Where has Splunk’s Business Development Team been lately? This week we were present at TMForum 2013 Americas, held in San Jose, CA. This is THE show to be at when you want to make a splash into the Service Provider or Telecom industry. While we have a number of customers in this space, I wanted to find some creative ways that Splunk was being used in the field, and then demonstrate that to the TMForum audience.
So how creative can you get with Splunk and Service Providers? How about identifying ‘at-risk’ customers in an effort to reduce customer churn, while at the same time being able to compare nodes within a network to allow operators to quickly determine root cause? This is just the tip of the iceberg when it comes to what some are doing with the platform.
I know that personally, I would love it if my provider were able to view my quality of service as an individual and react based upon those results.
So that is exactly what we demonstrated.*
In the below screen shot we can see an example of outages across the network, those results displayed on a map, as well as how many people are effected based on PPM (parts per million).

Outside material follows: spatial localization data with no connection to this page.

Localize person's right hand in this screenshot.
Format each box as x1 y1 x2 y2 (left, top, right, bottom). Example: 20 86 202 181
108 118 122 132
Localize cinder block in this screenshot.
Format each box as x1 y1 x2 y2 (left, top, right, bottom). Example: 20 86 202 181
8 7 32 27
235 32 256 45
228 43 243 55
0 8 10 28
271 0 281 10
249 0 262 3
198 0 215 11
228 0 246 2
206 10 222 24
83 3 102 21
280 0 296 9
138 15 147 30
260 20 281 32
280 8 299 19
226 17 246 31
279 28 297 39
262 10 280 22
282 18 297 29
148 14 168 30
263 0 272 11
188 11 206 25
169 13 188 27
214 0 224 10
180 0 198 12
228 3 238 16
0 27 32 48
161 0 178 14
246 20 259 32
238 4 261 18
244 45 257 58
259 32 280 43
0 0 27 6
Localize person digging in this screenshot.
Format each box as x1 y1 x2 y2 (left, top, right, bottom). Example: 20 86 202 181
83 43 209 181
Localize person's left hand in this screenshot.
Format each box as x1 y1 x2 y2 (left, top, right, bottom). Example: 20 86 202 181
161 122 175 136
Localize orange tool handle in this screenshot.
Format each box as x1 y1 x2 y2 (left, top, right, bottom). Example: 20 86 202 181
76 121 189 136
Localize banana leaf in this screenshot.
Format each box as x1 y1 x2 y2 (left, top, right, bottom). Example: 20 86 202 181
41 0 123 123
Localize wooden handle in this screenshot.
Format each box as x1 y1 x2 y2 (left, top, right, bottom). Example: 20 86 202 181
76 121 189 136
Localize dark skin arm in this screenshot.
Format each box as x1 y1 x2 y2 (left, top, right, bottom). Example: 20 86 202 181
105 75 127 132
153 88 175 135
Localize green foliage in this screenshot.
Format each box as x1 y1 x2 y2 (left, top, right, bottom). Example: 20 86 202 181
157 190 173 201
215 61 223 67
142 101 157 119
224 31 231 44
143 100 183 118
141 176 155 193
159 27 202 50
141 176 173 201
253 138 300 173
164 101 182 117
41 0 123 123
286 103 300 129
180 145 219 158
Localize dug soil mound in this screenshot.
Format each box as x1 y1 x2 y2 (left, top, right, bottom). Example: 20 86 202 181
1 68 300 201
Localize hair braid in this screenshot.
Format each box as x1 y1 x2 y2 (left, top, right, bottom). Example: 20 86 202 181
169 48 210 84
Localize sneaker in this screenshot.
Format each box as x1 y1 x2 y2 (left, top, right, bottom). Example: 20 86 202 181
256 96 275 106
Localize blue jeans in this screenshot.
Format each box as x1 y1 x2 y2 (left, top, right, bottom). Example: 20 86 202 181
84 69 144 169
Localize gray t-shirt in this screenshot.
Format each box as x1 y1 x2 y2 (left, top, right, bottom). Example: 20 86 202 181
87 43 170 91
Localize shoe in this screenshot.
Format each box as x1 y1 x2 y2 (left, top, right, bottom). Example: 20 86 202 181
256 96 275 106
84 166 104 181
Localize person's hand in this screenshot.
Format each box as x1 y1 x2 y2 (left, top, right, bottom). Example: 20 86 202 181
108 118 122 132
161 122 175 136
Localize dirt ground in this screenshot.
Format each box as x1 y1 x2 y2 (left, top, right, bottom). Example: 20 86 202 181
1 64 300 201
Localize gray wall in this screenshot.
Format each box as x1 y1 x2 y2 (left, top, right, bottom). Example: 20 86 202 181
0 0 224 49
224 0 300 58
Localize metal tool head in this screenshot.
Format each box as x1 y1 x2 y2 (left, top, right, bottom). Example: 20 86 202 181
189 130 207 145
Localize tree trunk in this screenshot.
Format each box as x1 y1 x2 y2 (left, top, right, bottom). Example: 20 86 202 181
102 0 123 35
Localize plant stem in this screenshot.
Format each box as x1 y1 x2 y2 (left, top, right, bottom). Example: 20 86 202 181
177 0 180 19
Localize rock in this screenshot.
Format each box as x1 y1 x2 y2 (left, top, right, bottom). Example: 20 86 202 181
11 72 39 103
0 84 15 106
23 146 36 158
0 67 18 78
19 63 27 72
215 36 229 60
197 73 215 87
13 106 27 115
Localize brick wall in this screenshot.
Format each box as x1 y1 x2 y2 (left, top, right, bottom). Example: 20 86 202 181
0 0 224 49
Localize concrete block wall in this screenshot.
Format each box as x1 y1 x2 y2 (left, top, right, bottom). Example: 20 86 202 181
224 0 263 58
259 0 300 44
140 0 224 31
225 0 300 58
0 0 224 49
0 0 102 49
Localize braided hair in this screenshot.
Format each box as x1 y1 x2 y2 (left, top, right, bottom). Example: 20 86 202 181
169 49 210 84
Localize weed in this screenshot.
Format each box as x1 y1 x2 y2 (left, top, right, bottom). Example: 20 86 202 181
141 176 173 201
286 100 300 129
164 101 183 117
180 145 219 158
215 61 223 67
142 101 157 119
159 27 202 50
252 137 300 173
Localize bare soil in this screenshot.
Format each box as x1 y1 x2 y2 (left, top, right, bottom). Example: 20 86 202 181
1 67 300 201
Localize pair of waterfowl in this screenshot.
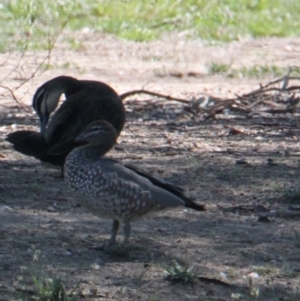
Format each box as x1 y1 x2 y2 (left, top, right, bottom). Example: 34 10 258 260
7 76 205 246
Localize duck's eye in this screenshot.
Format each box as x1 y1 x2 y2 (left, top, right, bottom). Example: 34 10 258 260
91 126 103 132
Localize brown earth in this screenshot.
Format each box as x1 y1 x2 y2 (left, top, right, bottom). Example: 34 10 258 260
1 32 300 300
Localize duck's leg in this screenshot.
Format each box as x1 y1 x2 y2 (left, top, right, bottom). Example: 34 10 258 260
60 165 65 178
123 221 131 245
109 220 119 245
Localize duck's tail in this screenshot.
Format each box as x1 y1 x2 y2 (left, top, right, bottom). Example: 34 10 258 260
6 131 65 166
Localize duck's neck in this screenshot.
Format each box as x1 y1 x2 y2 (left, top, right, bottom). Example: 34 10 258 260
62 77 83 97
50 76 81 98
70 143 113 164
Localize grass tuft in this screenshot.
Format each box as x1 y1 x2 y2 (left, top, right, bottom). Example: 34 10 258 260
282 188 300 203
105 243 131 257
208 62 231 74
31 275 79 301
163 260 197 284
13 247 80 301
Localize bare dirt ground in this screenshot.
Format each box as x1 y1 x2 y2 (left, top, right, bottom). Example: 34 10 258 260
1 32 300 300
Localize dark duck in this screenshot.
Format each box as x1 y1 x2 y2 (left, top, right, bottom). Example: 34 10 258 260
6 76 125 166
64 120 206 246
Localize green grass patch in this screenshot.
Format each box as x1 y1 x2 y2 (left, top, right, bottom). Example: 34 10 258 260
1 0 300 52
228 65 287 79
209 62 232 74
208 63 300 79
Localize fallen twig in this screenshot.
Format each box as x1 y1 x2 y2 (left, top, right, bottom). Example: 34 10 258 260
120 89 190 104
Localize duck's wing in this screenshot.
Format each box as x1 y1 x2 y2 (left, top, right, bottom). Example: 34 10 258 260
124 163 186 194
44 93 80 144
124 163 205 211
99 159 205 211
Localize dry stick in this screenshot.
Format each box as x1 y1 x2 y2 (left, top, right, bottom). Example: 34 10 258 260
286 85 300 91
231 74 300 109
236 88 282 101
262 107 295 114
0 50 13 67
281 68 291 90
206 82 297 117
226 75 300 114
0 85 31 113
0 45 28 85
235 93 278 107
120 89 191 104
182 105 200 116
0 23 66 111
120 73 300 118
242 76 300 98
242 75 288 97
248 98 265 108
14 22 66 91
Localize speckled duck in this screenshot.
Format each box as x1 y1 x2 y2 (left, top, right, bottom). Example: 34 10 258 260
64 120 206 245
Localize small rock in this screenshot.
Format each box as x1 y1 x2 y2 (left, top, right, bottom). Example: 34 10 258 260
0 205 13 211
236 158 248 165
267 158 277 166
47 206 56 212
258 216 270 223
219 272 227 280
248 272 260 279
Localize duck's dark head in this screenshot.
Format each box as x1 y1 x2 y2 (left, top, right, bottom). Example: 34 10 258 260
32 76 78 134
75 120 118 152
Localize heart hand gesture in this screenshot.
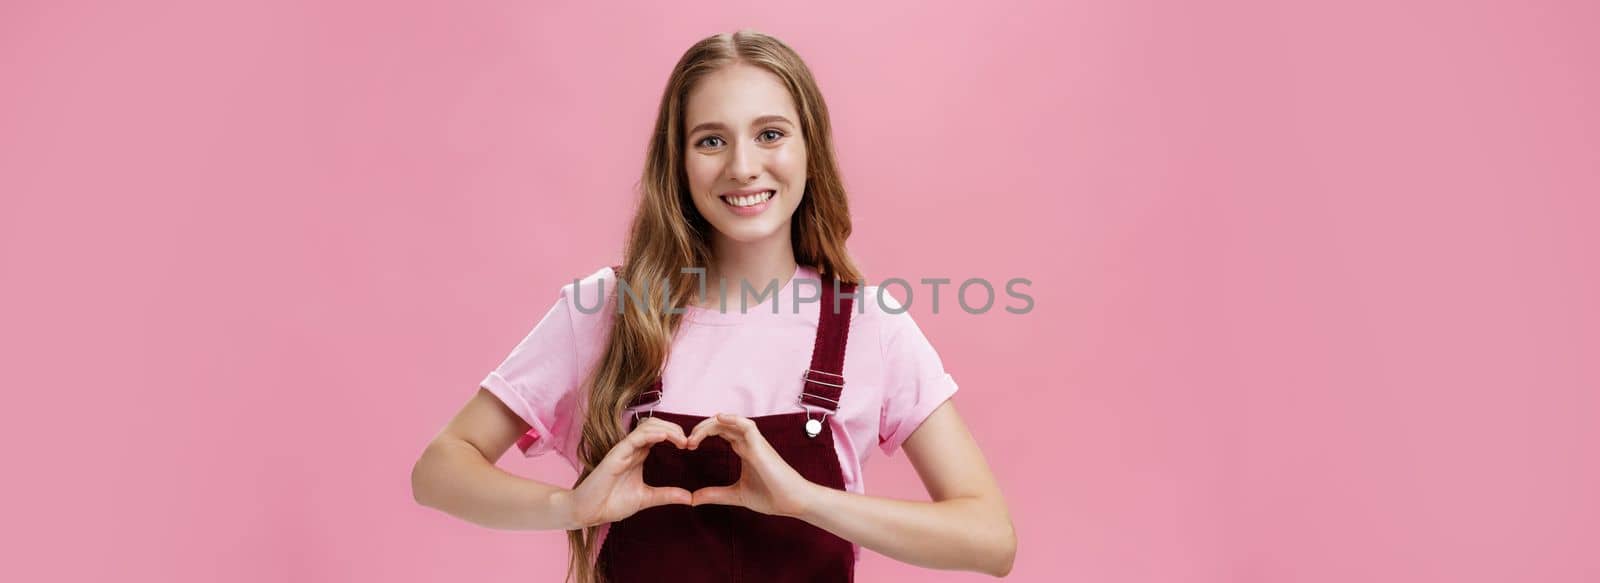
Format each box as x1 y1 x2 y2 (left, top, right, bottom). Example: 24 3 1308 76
685 413 822 518
557 416 692 529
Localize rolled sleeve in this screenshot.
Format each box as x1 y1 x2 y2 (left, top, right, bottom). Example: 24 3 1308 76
879 372 958 456
480 371 558 457
876 304 960 457
480 291 583 459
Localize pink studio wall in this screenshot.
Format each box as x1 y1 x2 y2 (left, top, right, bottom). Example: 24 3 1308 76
3 1 1597 581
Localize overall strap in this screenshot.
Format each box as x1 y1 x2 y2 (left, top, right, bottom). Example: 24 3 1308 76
628 379 664 410
800 274 857 413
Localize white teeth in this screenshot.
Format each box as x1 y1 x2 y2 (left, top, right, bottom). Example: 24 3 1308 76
724 190 774 207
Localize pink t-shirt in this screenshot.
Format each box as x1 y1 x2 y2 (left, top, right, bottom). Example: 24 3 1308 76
479 264 958 552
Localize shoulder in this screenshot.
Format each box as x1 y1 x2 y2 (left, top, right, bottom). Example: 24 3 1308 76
550 264 620 337
851 281 912 322
849 281 922 350
556 264 619 301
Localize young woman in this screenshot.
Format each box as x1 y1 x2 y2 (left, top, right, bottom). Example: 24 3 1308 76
411 30 1016 582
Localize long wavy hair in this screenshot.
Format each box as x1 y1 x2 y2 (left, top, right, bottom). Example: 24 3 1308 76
563 29 862 583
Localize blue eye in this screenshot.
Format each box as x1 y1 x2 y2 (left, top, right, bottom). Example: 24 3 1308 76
694 129 784 149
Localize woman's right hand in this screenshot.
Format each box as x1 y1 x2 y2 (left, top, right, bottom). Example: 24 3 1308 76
553 416 692 529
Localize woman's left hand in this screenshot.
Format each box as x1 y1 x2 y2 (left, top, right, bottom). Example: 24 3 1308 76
685 413 822 518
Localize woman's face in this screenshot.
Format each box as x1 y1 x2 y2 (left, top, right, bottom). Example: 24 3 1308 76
682 63 807 246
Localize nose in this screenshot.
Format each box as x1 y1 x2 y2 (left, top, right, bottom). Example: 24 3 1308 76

Operators typically select an outage to begin their investigation. Once they have an overview of the outage, users are able to either look at the situation from a ‘operational’ perspective, or by looking at the results from a business/customer advocate view. You will notice at the top of this screen there is a customer identified, and on the right the node that is in error along with the number of alerts existing on the parent.
If you’re familiar with networks and infrastructure that has a parent/child relationship, you know that if an error is present on the parent, all of the children will issue an error as well. This has a tendency to create large event storms. Handling event storms has long been the holy grail of root-cause analysis, and there are really two approaches to this. The first is to create and maintain a very detailed and meticulous knowledge base, with a lot of ‘if-this-then-supress-that’. These require a lot of effort to stand up, they are difficult to maintain, and have the potential to be error prone or to hide the error that operators really need to see.
The second method is simply to do a time-based comparison. Why not look at the parent and the child side by side to determine which node was the first to complain?
In the below screen shot we can see that the parent node and child nodes are grouped, and below that grouping, we have;
A) a nice columnar timeline showing us when errors were present on the child, the parent, or both.
B) a comparison of the logs from both the parent and the child
Now that the operator has been able to take appropriate action in correcting the issue, they are able to turn their attention to the customer. Using the amazing power of Splunk, we can identify the MDNs (the phone number) connected to this node at the time of the outage, and if their were abnormal or non-user initiated disconnects. Those numbers are then run through a CRM system to identify if they are ‘At-Risk’. By ‘At-Risk’ I mean to say that the customer is within 45 days of their two year contract expiring, or within the 30 day return window of a new contract. Operators can then look at the customers complete records (in this case one number was disconnected, but the account actually has four mobile devices and several in home services such as video-on-demand and internet service.
Whomever is helping the customer out, they can see their quality of service in all areas, as well as if that customer has had any recent complaints or opened incidents.
Why isn’t my provider doing this for me?
**Please note that while the data format is authentic, phone numbers, IP addresses and other identifying information was all randomly created by Splunk with our in-house event generators. This is not data that we obtained from anywhere other than our own machines and with guidance to the data format from our customers and partners. Either way, I have removed anything that could be considered a personal identifier, even if it was never real to begin with.